Odasına çıktım. Kapıyı tıklattım. Bir iki derken açmadı. Bende dışarda meraktan ölmek yerine içeri daldım. Bir elimle gözlerimi kapattım. Uygunsuz bir halde olabilirdi. Herşeyi düşünmek lazım.
El yordamıyla yatağına kadar gittim. Onun olduğunu düşündüğüm bir yığını dürttüm ve "Hey uyanma vakti. Kalk artık." dedim. Bir mırıltı duydum ve dayanamayarak artık gözümü açtım.
"Off hadi ka- . Aman tan-rım ! Ne oldu burda böyle." gözlerim yerde yatan cesetle, yine yerde yarı baygın olan Colin arasında mekik dokuyordu.

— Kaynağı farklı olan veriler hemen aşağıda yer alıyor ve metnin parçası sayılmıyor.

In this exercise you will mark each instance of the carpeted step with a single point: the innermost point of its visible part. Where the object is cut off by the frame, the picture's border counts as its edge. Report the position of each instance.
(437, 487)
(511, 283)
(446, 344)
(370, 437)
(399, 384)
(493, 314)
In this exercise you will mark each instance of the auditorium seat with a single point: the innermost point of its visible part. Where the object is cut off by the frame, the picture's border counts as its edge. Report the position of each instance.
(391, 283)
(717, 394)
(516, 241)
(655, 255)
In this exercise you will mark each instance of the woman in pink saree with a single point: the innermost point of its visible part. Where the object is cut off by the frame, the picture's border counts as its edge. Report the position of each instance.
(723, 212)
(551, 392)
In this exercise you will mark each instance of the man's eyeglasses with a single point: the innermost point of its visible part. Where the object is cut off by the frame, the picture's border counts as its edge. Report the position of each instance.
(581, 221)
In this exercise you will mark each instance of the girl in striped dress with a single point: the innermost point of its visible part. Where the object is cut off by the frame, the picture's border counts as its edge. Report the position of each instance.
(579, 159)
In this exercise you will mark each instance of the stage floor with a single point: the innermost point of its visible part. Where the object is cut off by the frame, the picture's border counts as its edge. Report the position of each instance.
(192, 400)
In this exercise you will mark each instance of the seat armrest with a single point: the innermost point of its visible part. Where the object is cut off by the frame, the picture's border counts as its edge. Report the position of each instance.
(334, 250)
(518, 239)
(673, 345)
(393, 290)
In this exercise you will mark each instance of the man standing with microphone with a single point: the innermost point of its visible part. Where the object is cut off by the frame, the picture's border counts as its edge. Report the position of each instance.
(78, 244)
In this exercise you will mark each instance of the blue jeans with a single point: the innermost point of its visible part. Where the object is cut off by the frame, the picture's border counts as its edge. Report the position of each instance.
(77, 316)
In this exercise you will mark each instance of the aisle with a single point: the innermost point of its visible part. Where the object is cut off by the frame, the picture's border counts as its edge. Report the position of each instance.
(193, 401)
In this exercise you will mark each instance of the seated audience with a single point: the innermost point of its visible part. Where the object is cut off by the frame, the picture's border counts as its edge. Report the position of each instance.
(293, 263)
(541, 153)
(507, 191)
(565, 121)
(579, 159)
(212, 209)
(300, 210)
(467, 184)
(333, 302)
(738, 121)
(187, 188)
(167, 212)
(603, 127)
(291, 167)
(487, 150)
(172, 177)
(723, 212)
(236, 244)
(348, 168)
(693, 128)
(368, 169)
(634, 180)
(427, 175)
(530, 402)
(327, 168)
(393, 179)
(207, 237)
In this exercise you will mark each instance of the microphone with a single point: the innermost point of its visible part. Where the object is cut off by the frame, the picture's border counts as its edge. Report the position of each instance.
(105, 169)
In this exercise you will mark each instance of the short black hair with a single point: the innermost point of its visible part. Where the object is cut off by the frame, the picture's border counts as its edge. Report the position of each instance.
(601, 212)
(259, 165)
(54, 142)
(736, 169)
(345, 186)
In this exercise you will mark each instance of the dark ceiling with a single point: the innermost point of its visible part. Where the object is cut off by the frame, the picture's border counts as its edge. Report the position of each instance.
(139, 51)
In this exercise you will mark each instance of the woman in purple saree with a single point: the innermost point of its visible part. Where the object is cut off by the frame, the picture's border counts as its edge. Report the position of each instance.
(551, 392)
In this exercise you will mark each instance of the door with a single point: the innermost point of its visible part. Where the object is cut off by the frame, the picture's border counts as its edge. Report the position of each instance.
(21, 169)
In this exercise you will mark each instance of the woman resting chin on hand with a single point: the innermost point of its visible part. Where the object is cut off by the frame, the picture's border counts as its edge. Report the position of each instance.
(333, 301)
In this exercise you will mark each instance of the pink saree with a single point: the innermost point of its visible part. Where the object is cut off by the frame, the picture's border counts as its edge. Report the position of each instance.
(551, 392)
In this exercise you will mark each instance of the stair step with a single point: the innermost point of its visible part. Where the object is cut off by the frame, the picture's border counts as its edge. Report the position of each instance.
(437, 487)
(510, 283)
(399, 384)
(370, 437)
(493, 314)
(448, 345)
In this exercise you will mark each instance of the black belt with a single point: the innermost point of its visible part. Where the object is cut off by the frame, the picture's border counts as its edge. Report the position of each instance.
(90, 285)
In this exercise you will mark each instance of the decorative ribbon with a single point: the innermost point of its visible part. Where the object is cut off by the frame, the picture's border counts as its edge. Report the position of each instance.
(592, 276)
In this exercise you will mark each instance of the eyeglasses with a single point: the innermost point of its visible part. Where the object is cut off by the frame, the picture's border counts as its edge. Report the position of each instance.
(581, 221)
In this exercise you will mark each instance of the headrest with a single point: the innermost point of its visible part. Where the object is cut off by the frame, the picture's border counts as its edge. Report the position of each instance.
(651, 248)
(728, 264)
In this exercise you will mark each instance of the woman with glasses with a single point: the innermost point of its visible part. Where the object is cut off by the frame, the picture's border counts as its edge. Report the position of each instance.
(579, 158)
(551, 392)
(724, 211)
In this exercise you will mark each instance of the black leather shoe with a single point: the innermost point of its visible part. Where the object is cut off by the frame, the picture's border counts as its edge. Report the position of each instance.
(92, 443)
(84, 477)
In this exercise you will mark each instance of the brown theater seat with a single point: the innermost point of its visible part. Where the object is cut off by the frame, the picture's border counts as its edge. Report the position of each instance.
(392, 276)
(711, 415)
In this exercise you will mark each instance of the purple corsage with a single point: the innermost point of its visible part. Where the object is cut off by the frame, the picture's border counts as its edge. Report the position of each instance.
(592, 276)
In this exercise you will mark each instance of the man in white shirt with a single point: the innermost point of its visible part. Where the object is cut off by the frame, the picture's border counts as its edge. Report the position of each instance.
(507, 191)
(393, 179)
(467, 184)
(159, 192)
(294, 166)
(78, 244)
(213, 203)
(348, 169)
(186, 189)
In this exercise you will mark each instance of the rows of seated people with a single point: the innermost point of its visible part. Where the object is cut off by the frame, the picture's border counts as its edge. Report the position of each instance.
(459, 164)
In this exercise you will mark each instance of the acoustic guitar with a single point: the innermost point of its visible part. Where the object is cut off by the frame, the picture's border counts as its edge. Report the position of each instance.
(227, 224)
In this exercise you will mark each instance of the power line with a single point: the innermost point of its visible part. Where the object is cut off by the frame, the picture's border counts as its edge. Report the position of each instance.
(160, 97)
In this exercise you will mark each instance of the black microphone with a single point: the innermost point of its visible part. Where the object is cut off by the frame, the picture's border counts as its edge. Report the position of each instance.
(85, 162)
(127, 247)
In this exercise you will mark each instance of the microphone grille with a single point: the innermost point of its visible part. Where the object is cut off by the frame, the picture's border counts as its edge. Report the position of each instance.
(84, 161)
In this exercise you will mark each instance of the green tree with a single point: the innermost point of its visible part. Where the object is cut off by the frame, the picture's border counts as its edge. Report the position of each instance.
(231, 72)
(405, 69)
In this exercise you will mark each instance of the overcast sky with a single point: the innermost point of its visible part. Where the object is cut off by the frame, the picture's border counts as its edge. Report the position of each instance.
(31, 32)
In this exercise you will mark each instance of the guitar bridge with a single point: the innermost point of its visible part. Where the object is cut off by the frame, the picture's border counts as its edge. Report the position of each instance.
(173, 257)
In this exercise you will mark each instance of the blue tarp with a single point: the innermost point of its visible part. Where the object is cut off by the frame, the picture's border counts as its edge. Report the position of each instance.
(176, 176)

"Ne oldu burda böyle " dedim şokumu sonra yaşamaya karar verip bir yandanda Colin i ayağa kaldırmaya çalıştım. "Neyle besliyorlar seni." Kolunun altına girdim ve dışarı kadar yarı sürüklüyerek yarı taşıyarak çıkardım. Dışarı çıkması gerekiyordu yoksa içerdeki cesetle aynı yerde ona bakmak zorunda kalacaktım. Onu benim odamdaki yatağa kadar taşıdım. Sonunda Colin i yatağa bıraktığımda hemen koşup biryerlerden malzeme aramaya başladım. Odamdaki banyoya girdim. Evet bir acil durum dolabı vardı. İçindede tüm gerekli olan şeyler ve bir kitapcık. Kitapçığı kutsal bir varlık gibi havaya kaldırdım sonrada göğsüme bastırdım. Ve dolaptaki bütün malzemeleri toplayarak tekrar yatağımın başına döndüm.
Bir Colin e birde kitapçığa bakıyordum. Gözlerim dolmuştu onu kaybedemezdim. Bir yerden başlamalısın Ömür. Ama daha önce hiç böyle birşey yapmadım ki. Herşeyin bir ilki vardır Ömür. Kendime içten içe cesaret verdikten sonra kitapçığı açtım. İçindekiler kısmında işe yarar birşeyler ararken durup gözlerimi silmeye karar verdim.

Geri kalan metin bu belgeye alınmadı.